He soon found his favoured guitar of choice, the Fender Telecaster, whilst everyone else was playing Gibson Les Pauls and Stratocasters. Albert admitted to feeling like the odd man out as his appreciation for American country artists grew, and he formed the band Country Fever. He began working with Poet & The One Man Band, who later turned into Heads, Hands & Feet when Jerry Donahue and Pat Donaldson (of Country Fever) were replaced by Albert and Chas Hodges. Their self-titled debut album featured the original “Country Boy”, now synonymous with Albert’s trademark picking style.
The U.S eventually beckoned, and Albert began doing session work and briefly toured with The Crickets in 1973. He moved to Los Angeles, where he met his idols Phil and Don Everly, and Don invited Albert to play with him and pedal steel legend Buddy Emmons. After working on Don’s second album, Albert left to join Joe Cocker’s band and was replaced by Lindsey Buckingham.
Albert’s reputation was growing as he moved to Encino, and met his wife Karen whilst rehearsing up in Santa Barbara with Joe Cocker and his band before they went on the road. He contributed to Cocker’s “Sting Ray”, and was then approached by A&M about putting together a solo album.
At a pivotal point in his career, Albert was asked by Emmylou Harris to replace James Burton – one of his guitar heroes – who was leaving for Elvis Presley’s band. In 1976 he joined the Hot Band, and his incredible guitar work came to the fore on the “Luxury Liner” LP. Albert released his first solo album “Hiding”, produced by Brian Ahern, which featured perhaps the definite version of “Country Boy” with Emmylou on backing vocals and Ricky Skaggs on fiddle.
When he returned to London in 1978 for session recording, Albert met Eric Clapton. He was invited to join his band and played on Clapton’s live album “Just One Night”, which featured Albert on lead vocals for a cover of Mark Knopfler’s “Setting Me Up”. Albert would work with Eric for five years before he left and released his second solo album, the self-titled “Albert Lee” in 1982.

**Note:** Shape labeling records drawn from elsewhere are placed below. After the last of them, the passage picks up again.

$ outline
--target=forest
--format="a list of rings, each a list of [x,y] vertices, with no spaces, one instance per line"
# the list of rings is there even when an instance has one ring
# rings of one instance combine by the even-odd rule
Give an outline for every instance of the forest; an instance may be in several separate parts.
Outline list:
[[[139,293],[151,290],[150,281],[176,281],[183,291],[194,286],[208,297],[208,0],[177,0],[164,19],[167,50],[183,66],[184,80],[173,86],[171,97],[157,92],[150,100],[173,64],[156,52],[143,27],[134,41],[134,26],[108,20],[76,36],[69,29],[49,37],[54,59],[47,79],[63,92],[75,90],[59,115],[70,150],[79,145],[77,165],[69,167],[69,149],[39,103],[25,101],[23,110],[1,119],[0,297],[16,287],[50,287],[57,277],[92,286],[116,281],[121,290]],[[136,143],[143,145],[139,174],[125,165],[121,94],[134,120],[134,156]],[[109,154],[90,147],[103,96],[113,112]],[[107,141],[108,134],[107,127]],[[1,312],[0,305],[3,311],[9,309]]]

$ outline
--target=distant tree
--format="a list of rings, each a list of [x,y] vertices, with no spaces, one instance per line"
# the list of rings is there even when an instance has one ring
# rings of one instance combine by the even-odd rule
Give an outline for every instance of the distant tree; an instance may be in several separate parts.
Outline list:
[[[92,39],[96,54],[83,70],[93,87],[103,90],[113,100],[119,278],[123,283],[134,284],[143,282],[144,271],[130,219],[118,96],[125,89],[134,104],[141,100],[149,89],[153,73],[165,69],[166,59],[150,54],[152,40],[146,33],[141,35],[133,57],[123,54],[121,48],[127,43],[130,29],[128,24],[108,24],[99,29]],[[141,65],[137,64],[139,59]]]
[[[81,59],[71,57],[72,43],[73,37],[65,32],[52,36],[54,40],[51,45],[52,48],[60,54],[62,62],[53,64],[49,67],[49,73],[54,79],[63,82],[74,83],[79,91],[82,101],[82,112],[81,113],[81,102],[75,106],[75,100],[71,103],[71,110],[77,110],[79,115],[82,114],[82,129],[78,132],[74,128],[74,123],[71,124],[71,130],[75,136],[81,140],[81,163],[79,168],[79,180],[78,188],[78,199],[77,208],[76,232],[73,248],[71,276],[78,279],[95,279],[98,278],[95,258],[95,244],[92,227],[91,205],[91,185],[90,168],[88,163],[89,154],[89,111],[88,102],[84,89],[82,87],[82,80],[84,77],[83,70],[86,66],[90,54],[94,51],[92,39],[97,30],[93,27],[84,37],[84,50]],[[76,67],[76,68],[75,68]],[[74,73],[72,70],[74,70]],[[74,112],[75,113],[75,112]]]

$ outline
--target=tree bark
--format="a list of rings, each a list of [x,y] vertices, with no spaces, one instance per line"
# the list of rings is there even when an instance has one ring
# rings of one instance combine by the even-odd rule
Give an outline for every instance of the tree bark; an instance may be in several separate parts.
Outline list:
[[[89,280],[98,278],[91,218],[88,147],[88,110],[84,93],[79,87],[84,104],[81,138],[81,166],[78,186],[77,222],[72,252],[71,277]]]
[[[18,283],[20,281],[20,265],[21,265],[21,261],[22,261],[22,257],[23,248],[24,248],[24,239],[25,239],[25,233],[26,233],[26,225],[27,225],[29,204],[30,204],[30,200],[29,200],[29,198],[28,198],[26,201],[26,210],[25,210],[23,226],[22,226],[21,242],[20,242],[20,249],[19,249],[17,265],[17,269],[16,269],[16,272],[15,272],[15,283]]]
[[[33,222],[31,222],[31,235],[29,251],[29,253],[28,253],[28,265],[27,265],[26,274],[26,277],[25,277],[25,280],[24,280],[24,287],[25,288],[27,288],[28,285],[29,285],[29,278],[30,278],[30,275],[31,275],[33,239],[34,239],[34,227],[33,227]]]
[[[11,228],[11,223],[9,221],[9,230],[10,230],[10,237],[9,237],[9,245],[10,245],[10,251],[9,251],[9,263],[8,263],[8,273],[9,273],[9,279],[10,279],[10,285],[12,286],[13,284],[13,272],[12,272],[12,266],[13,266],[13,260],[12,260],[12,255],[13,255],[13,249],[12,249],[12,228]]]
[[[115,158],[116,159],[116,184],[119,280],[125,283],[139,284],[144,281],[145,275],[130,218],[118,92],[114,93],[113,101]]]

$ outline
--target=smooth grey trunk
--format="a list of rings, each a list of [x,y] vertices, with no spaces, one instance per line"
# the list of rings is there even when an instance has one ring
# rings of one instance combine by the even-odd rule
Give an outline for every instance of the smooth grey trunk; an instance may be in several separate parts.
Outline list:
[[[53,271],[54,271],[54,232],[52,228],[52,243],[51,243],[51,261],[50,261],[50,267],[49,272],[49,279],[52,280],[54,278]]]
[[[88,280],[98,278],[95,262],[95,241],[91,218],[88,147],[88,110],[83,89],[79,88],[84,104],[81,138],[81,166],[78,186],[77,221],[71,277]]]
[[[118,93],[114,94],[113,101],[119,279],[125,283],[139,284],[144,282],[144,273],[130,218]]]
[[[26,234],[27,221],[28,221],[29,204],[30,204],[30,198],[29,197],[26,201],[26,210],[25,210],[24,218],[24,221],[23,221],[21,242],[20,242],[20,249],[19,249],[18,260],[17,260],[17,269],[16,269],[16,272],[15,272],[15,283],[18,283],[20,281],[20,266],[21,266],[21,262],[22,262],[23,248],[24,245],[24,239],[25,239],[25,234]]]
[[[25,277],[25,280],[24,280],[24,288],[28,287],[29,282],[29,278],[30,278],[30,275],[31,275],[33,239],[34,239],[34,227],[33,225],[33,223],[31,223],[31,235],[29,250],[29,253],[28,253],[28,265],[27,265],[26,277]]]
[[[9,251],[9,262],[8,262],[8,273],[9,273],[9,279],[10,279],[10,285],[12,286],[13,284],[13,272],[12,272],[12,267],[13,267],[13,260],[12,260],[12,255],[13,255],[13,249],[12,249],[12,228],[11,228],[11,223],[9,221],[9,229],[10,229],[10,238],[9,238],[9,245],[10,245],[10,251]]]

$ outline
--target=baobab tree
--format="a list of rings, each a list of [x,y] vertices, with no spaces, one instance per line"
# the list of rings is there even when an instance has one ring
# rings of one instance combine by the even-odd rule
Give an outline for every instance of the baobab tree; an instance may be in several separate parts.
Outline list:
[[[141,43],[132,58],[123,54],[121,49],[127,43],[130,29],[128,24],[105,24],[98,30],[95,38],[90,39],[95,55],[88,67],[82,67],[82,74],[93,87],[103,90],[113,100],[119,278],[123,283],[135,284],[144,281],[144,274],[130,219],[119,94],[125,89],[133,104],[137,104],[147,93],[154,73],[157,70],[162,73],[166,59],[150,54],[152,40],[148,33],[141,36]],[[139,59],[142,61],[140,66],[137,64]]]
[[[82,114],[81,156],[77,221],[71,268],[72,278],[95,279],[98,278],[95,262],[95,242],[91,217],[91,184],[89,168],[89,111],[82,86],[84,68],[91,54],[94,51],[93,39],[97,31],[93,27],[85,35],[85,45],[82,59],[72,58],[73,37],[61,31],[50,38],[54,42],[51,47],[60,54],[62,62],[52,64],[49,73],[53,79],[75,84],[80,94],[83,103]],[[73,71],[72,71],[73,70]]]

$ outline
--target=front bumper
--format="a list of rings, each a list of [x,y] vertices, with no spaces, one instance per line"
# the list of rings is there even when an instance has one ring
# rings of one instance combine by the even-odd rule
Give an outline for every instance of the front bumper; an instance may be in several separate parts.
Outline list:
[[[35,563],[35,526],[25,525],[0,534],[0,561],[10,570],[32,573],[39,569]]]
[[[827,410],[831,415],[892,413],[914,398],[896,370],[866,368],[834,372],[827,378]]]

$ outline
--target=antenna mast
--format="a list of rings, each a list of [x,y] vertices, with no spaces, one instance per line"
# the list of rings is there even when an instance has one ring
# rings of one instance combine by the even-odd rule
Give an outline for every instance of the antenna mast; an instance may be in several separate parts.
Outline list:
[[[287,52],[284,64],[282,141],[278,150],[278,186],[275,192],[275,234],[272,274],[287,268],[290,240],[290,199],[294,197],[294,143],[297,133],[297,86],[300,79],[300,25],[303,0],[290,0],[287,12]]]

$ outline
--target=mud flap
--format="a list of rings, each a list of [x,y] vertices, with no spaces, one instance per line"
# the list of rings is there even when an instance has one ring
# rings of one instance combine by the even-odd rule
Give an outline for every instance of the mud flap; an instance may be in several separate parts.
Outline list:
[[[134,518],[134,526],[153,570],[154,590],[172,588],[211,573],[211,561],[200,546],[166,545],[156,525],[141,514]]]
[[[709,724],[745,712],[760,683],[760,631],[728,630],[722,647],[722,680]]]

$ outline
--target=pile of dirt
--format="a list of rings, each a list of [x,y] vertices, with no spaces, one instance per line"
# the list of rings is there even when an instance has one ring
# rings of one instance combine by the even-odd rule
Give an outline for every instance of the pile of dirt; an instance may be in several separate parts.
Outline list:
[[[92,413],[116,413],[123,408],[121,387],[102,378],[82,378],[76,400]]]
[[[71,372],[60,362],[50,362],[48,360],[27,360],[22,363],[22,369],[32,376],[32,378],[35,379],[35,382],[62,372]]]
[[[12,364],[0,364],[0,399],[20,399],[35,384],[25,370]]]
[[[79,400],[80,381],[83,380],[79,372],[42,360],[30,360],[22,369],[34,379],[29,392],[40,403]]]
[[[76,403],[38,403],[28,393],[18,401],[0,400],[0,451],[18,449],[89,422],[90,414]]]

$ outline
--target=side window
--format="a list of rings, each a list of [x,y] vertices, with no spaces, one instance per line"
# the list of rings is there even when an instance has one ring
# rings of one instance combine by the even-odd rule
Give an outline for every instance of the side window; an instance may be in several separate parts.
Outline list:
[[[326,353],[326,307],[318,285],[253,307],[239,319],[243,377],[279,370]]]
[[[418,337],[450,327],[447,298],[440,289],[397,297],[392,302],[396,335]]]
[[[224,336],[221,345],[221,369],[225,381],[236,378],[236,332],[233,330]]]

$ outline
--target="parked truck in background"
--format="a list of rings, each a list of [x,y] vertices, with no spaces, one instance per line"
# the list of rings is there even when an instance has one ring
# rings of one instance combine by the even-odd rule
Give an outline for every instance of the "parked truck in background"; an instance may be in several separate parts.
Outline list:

Albert fulfilled his boyhood dream to play with the Everly Brothers in 1983 when he acted as guitarist and musical director for their reunion concert at the Royal Albert Hall. Since then he would regularly tour with the Everlys on and off for 20 years. After two instrumental albums – “Speechless” (1986) and “Gagged But Not Bound” (1987) – steel player Gerry Hogan invited Albert to headline at a festival in Newbury, England – fronting his own band for the very first time, Hogan’s Heroes.
As Albert toured with Hogan’s Heroes through the late 80s, he began his long association with Ernie Ball Music Man, who would eventually (through many iterations) produce his signature guitar that he tours and records with today. In 2002 he would join Eric Clapton, Tom Petty, Paul McCartney and other music legends on stage at the Concert for George at the Royal Albert Hall.
Albert also recieved a Grammy Award in 2002 for his contribution to “Foggy Mountain Breakdown” featured on “Earl Scruggs and Friends”. He appeared for the first time at Clapton’s Crossroads Guitar Festival in 2007, now an annual appearance, and has toured periodically for the last few years with ex-Stones bassist Bill Wyman’s Rhythm Kings, performing with Georgie Fame. Joining his hero James Burton, along with the likes of Vince Gill and John Jorgenson, Albert won a Grammy for his performance on Brad Paisley’s instrumental “Cluster Pluck” in 2009.